Эдвард Шеперд, по имени которого назван этот небольшой уголок Лондона, был архитектором и строителем, он приложил руку к строительству площадей Гросвенор-сквер и Кавендиш-сквер. Шеперд получил разрешение построить рынок для крупного рогатого скота на месте нынешнего Мэйфера в 1738 году. И каждый май купцы, разносчики товаров, фокусники, актеры, канатоходцы, поводыри танцующих медведей и дрессировщики обезьян собирались вокруг рынка и устраивали ежегодную ярмарку. Так продолжалось многие века — сначала рядом с лепрозорием Святого Иакова, позже рядом с Сент-Джеймским дворцом, затем на Хэймаркете и, в конце концов, в Мэйфере.
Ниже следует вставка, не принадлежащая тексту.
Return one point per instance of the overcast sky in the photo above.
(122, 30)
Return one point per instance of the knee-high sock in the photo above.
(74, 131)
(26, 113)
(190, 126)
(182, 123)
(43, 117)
Этот некогда совершенно необычный район, чью лебединую песнь так проникновенно явил публике Майкл Арлен, включает улицы между Баркли-сквер и Парк-лейн. Ярмарка проводилась на месте, где ныне Хартфорд-стрит, Керзон-стрит и Шепердс-маркет. Это было бурное и шумное событие, длившееся две недели. Там продавали горячительные напитки, устраивали лотереи, разыгрывали представления, проводили скачки и бои быков, повсюду стояли карусели. В свое время это место было весьма популярно у городской знати, но в целом пользовалось самой дурной славой в Вест-Энде. В 1701 году всеобщее внимание привлек приезд канатоходки по имени Леди Мэри. Говорили, что она дочь итальянского дворянина, которая сбежала с Финлеем, хозяином цирка. В следующем году королева Анна начала кампанию за чистоту нравов и издала указ о поощрении добродетели, который читали в церквях. В том же году Майскую ярмарку посетили констебли, они арестовали одну весьма известную женщину, после чего разъяренная толпа посадила констеблей в загон для овец и забросала обломками кирпичей. Один из констеблей, Джон Купер, умер. В его смерти обвинили мясника из Глостершира, которого незамедлительно повесили в Тайберне. Этот случай вызвал большие волнения, но их быстро подавили. Ярмарку назвали очагом «нарушения общественного порядка» и «рассадником пороков и безбожия». Но ярмарка выжила и сохранила все свои прежние атрибуты: «пьянство, распутство и азартные игры». Так продолжалось до 1750 года, когда влиятельные люди, которые жили на прилегающих улицах, наконец возмутились и упразднили ярмарку.